Scrum at Macro and Micro Levels

Scrum has come of age. Not only it is entering the mainstream of modern software development, but it is, IMHO, the most popular/successful agile method for project management today. It was not the case a few years ago, when XP dominated the agile world. Ken Schwaber reconfirmed this with some stats on Scrum penetration, the number of Certified Scrum Masters, Certified Practicing Scrum Masters, etc.

Historically, when agile methods were in the early adolescence period, one of the main criticisms was that agile methods did not scale. At the Canadian Agile Workshop dedicated to the very issue of scaling agile methods (2003, https://www.agilenetwork.ca/ws2003/ ), Martin Fowler argued strongly against scaling up while Ken Schwaber described his experiences working with Scrum on large projects (100+ team members) and several techniques he had successfully used. One of the techniques was the Scrum of Scrums (in a large team of teams, one representative of each comprising team regularly (Schwaber recommends daily; in practice, it tends to be 2-3 times/week) participates in a scrum of scrums meeting, that is conducted similarly to the regular scrum). Mike Cohn gives a nice description and various techniques on how to run Scrum of Scrums meetings effectively (https://www.mountaingoatsoftware.com/article/35).

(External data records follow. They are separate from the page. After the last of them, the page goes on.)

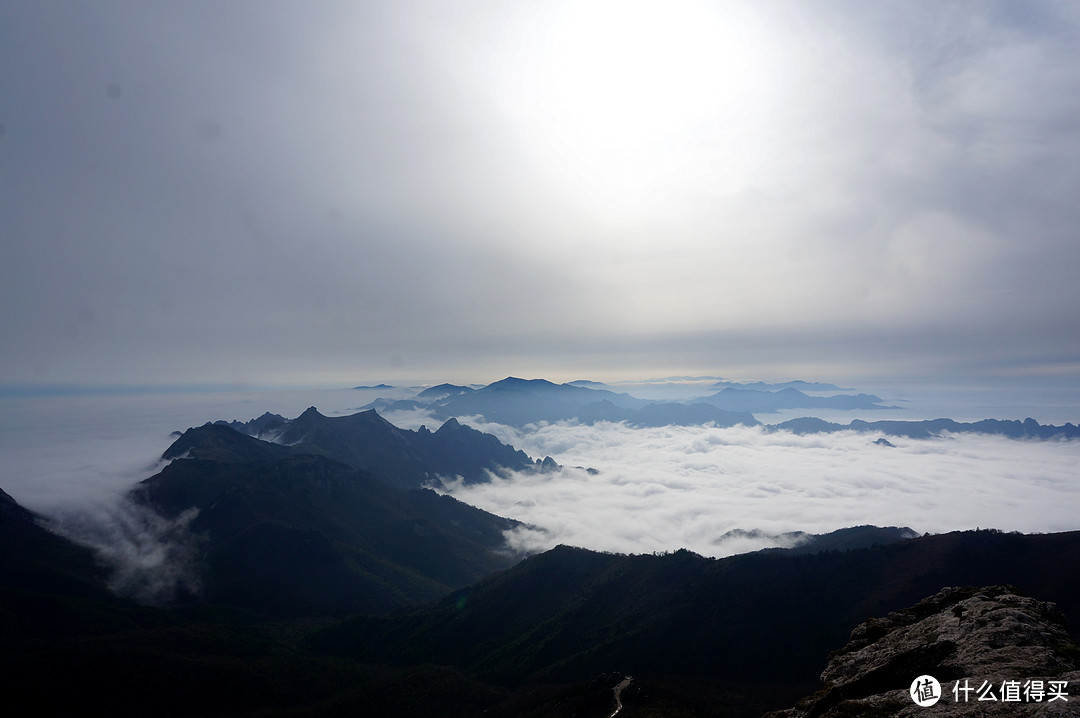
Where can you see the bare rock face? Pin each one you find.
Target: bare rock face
(994, 652)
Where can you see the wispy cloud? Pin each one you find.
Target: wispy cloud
(686, 487)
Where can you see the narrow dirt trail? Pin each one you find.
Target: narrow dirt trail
(618, 693)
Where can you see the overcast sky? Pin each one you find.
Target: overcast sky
(261, 191)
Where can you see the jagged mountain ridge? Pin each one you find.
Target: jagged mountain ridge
(307, 536)
(520, 402)
(964, 637)
(400, 457)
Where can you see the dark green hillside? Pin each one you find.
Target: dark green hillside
(309, 536)
(399, 457)
(770, 617)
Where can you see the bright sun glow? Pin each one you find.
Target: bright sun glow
(629, 100)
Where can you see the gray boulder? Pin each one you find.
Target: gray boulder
(987, 642)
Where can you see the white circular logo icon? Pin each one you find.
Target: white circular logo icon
(926, 691)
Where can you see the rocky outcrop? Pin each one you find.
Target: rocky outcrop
(994, 651)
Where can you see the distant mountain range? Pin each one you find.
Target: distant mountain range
(522, 402)
(1027, 429)
(765, 402)
(333, 584)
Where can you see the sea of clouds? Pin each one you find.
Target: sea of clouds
(72, 459)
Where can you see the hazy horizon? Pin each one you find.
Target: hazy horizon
(72, 458)
(267, 193)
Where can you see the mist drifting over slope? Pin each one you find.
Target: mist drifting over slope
(655, 489)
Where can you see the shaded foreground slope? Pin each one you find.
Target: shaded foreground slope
(306, 536)
(755, 620)
(977, 638)
(550, 637)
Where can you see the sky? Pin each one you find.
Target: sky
(252, 193)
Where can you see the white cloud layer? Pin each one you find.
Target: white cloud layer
(73, 457)
(686, 487)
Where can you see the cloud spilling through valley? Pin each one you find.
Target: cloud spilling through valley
(674, 487)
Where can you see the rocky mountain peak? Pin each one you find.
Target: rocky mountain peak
(966, 638)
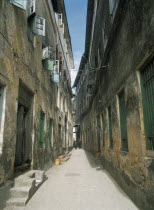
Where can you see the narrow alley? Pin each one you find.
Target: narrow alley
(77, 86)
(79, 184)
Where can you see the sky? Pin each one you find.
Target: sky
(76, 15)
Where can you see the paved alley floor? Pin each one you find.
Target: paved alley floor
(79, 184)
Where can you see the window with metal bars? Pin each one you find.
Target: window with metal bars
(50, 132)
(110, 127)
(42, 121)
(147, 85)
(123, 123)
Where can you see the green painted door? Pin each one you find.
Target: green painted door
(147, 84)
(123, 123)
(110, 127)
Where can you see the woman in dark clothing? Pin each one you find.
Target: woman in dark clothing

In his Agile 2007 talk, Schwaber goes beyond the issue of scaling Scrum. He addresses the matter of how to roll out Scrum adoption enterprise-wide. Schwaber emphasizes the fact that there is no “enterprise” version of Scrum. It is a simple empirical framework for managing the development and deployment of (complex) products/systems. There is, however, Scrum used throughout the enterprise. Schwaber describes the “etc.” project - the Enterprise Transition project, not for development and maintaining of products/systems, but rather for optimization of the enterprise’s overall productivity, quality, value and competitiveness. The idea is to apply Scrum to transition the enterprise to Scrum. The lean principle of ruthless elimination of waste is fundamental. Similarly to a development project, a team (in charge of transition) composes a project backlog (Transition product backlog) with items requiring improvement. These could be fed from the impediments identified by current individual development projects. 30-day sprints are conducted to communicate Scrum values and the impact, establish and meet preconditions that must be met before a project can use Scrum, identify which projects to use Scrum next, identify Scrum masters, provide training, define Scrum metrics and mechanisms for their collection, assess compensation policies that encourage teamwork, and so on. Clearly, such transition project is a major undertaking. Schwaber estimates that it would take 6 months to roll-out, 3-5 years to make it stick and then continuous improvement.

Fundamentally, for Scrum to be successful, a change in thought process is necessary. Those who get Scrum seem to take and apply it beyond their immediate teams – some to a macro level (Scrum of Scrums) and some to a micro level (personal work management and self-improvement). The examples of such adoptions are not hard to find at patterns & practices. The new approach to portfolio management and execution is one of them (will post a separate entry on this). The other two are Peter Provost’s efficient computer repaves (https://www.peterprovost.org/archive/2007/07/16/23053.aspx) and J.D.Meier’s improvement/learning sprints (https://blogs.msdn.com/jmeier/archive/2007/03/09/30-day-improvement-sprints.aspx). Similarly, I execute the MoveFromCanada project with my family in a Scrum-like fashion (actually, it’s also an example of a distributed Scrum). Essentially it all comes down to 1) maintaining and learning from the prioritized backlog; 2) having clear acceptance criteria and knowing your status; 3) using discipline and good practices to be able to respond positively to change.

With the new portfolio management and execution methodology, it appears that we’ve focused on addressing the first of these for now (building a prioritized backlog). Acceptance criteria and how we are going to respond positively to change is not as apparent now. Still, I am enthused.

What all these examples demonstrate is that Scrum ideas can be applied at macro and micro levels, inevitably penetrating other aspects of our work and life (beyond software engineering). The reality contradicts Craig Larman’s prediction that we all would need to die first before the agile ideas become the mainstream. Agile is already there, and as far as I can tell I am still alive. So is my team!